Extolling the Virtues
So far, I have been extolling the virtues of LVM for extending existing logical volumes. You also can reduce the size of a logical volume, enabling you to "rob Peter to pay Paul" should you find yourself running out of room in one volume while having a surfeit in another. Unfortunately, reducing a logical volume can't (at this time) be performed while it is mounted in the tree. You'll need to unmount it, thus making this operation an offline procedure. On top of that, you really do need to ensure that you perform the steps in the correct order, lest you corrupt the file system. (It just isn't acceptable to reduce a logical volume to a size smaller than the file system contained within it!) I'm not going to list the steps required to reduce an LV; those are enumerated in the LVM how-to. I just want you to know that the potential is there.
While LVM is mostly about dynamically assigning disk space, another wonderful feature is that of making snapshot backups. What this entails is creating a logical volume, using a switch that signifies that the LV is a snapshot LV, and specifying the logical volume with which it is associated. "What did he just say?" I hear you utter.

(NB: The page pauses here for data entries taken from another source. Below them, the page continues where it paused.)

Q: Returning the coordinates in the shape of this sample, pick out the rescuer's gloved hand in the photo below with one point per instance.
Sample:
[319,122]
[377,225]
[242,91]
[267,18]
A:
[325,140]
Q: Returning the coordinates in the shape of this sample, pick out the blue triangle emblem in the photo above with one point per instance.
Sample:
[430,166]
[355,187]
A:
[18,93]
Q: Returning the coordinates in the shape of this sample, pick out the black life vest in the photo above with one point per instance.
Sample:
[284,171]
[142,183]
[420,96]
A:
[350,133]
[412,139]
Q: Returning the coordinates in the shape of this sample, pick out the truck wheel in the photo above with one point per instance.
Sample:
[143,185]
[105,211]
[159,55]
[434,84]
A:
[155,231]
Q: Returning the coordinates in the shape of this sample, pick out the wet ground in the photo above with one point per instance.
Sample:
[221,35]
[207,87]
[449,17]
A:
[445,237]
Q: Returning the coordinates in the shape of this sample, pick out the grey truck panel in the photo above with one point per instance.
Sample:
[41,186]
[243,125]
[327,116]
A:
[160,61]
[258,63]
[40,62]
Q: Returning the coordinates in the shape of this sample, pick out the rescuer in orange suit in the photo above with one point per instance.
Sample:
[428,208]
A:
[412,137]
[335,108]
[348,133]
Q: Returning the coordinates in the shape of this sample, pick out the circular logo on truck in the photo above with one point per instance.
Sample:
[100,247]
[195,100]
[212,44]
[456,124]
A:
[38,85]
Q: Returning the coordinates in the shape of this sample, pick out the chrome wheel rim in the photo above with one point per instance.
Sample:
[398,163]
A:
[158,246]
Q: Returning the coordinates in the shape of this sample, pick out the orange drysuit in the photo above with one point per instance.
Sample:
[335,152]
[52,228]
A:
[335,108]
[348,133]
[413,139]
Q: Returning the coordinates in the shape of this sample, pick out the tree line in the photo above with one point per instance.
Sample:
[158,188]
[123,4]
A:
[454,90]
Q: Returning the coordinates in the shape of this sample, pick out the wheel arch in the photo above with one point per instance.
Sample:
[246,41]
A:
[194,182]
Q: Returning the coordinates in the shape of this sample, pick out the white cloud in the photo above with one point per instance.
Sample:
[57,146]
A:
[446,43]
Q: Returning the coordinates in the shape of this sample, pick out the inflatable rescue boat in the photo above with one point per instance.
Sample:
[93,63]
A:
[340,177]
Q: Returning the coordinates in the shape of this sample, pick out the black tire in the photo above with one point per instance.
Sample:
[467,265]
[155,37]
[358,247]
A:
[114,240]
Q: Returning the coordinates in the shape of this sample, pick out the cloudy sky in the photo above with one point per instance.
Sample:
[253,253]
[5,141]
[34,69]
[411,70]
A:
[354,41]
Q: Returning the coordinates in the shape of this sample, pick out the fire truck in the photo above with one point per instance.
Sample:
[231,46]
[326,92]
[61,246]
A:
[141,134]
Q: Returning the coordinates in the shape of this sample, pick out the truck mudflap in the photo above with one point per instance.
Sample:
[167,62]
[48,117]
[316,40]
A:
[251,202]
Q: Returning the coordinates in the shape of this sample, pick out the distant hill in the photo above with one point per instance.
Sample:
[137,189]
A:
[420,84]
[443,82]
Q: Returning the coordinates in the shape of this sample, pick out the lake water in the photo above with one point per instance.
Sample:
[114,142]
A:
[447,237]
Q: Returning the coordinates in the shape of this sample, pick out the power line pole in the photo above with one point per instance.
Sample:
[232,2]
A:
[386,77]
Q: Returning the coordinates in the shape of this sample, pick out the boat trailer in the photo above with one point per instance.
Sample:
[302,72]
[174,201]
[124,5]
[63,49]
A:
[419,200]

Let me first show an example:
Logical volume "home_snaps" created
[root@laptop2 ~]# lvs
LV VG Attr LSize Origin Snap% Move Log Copy%
IBM VolGroup20050306 -wi-a- 4.00G
RHEL_AS4_PPC64 VolGroup20050306 -wi-a- 5.16G
home_snaps VolGroup20050306 swi-a- 512.00M log_home 0.00
iso VolGroup20050306 -wi-a- 1.00G
log_home VolGroup20050306 owi-ao 25.00G
log_opt VolGroup20050306 -wi-ao 2.00G
log_rootdir VolGroup20050306 -wi-ao 6.00G
log_tmp VolGroup20050306 -wi-ao 1.12G
log_var VolGroup20050306 -wi-ao 2.00G
usr_local VolGroup20050306 -wi-ao 256.00M
vmstorage VolGroup20050306 -wi-ao 38.22G
xfstest VolGroup20050306 -wi-a- 2.00G
In this example, I have created a logical volume labeled "home_snaps" that is associated with the "log_home" LV. I then can mount that volume into the tree, and, when I access it, I'll find all of the files that were in the original volume at the time I created the snapshot LV. Now I can use my favorite backup program to save its contents while users continue to make changes, without hassle! In this case, I will allow up to 512 Mb worth of changes before running out of room (at which point the snapshot becomes invalid); you may want to make one larger or smaller, depending on the activity in the LV with which you are working.
The usual way to use this feature is to create the snapshot LV, mount it in the system tree, and then save it. Once the backup is completed, you can delete the logical snapshot volume. With a bit of planning, you can extend that use to provide a means to restore files that users have created and (accidentally) deleted before your normal nightly backup has had a chance to capture it. This has the potential to make you a real hero to some hapless user having a bad day.
There are two types of Linux users right now: those that use LVM and those that will. Logical Volume Management has grown up to become enterprise-ready, with too many nice features to ignore. Since it is appearing as the default in an increasing number of Linux distribution installations, you'll have to go out of your way to avoid it.
When you are ready to learn more, I encourage you to check out the LVM how-to. You'll find that the how-to contains not only the usual dry explanations but also a wonderful group of recipes to show you the power that is LVM. I haven't even touched on the LVM options that allow you to optimize your logical volumes for performance, but the how-to does.
That's it for this month. I hope that everyone has a wonderful holiday season and a happy new year!